Nessuna evoluzione: Pechino rischia di essere la morte per la Rai
News inserita da: Simone Rossi (Satred)
Fonte: Il Corriere della Sera
La Rai è nata con Roma 1960 e rischia di morire con Pechino 2008. Anche se l'anno di nascita della Rai è il 1954 (in concomitanza con i Mondiali, di calcio in Svizzera) è il 1960 il suo anno cruciale: per la prima volta il pubblico può seguire in diretta l'Olimpiade di Roma.
La Rai fa le cose in grande: investe sui trasmettitori per «illuminare» tutta l'Italia, mette in campo 4 studi, 100 postazioni televisive, una centrale video, 450 tecnici, garantendo così il servizio a 21 paesi di 3 continenti con 106 ore di trasmissione di cui 96 in Europa.
Uno sforzo di tali proporzioni spinge l'azienda a un ammodernamento della dotazione tecnica che ne accresce le potenzialità editoriali.
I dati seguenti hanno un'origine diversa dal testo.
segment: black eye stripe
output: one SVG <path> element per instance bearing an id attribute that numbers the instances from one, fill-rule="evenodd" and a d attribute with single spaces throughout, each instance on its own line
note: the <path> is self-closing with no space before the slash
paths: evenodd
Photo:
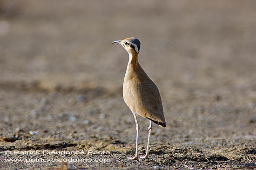
<path id="1" fill-rule="evenodd" d="M 131 45 L 131 47 L 132 47 L 134 50 L 134 51 L 136 52 L 136 50 L 135 49 L 135 46 L 134 46 L 134 45 Z"/>

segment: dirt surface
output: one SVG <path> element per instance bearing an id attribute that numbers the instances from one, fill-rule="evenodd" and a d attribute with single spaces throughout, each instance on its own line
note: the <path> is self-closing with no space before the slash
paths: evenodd
<path id="1" fill-rule="evenodd" d="M 255 9 L 254 0 L 0 1 L 0 168 L 256 167 Z M 149 157 L 137 160 L 127 159 L 136 133 L 122 96 L 128 55 L 111 44 L 129 37 L 141 40 L 168 125 L 153 124 Z M 141 156 L 148 122 L 138 121 Z"/>

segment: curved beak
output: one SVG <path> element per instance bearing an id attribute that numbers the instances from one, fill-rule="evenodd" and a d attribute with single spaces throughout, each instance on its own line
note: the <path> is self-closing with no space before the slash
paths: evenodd
<path id="1" fill-rule="evenodd" d="M 113 41 L 113 42 L 112 43 L 112 44 L 121 44 L 121 40 L 118 40 L 117 41 Z"/>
Pechino 2008 doveva rappresentare qualcosa di analogo per il digitale terrestre.
Anzi, l'ex ministro Maurizio Gasparri aveva fissato proprio per il 2008 l'anno dello switch-off, il passaggio definitivo dalla vecchia aUa nuova tecnologia. E invece niente. Il Servizio pubblico è venuto meno proprio in uno dei suoi compiti principali: anticipare e favorire l'evoluzione tecnologica per non lasciare i propri spettatori in una condizione di «povertà» televisiva.
Per fortuna, le medaglie vinte dagli atleti italiani riescono ad assopire le molte polemiche che accompagnano la spedizione Rai in Cina: le faraoniche spese per le trasferte de luxe di telecronisti e commentatori, l'oscuramento della diretta calcio per far posto alla scherma, la miseria delle discussioni in studio guidate dal duo «Sangue romagnolo» (Italo Cucci e Marino Bartoìetti), gli strafalcioni linguistici dei cosiddetti esperti, la copertura parziale delle gare.
Nonostante tre reti analogiche e tre digitali, la Rai ha deciso di usare «solo» Raidue (che però sottrae spazi con i suoi tg e agli altri obblighi istituzionali) e Rai Sport Piu. Le due reti spesso trasmettono lo stesso avvenimento e a volte si differenziano.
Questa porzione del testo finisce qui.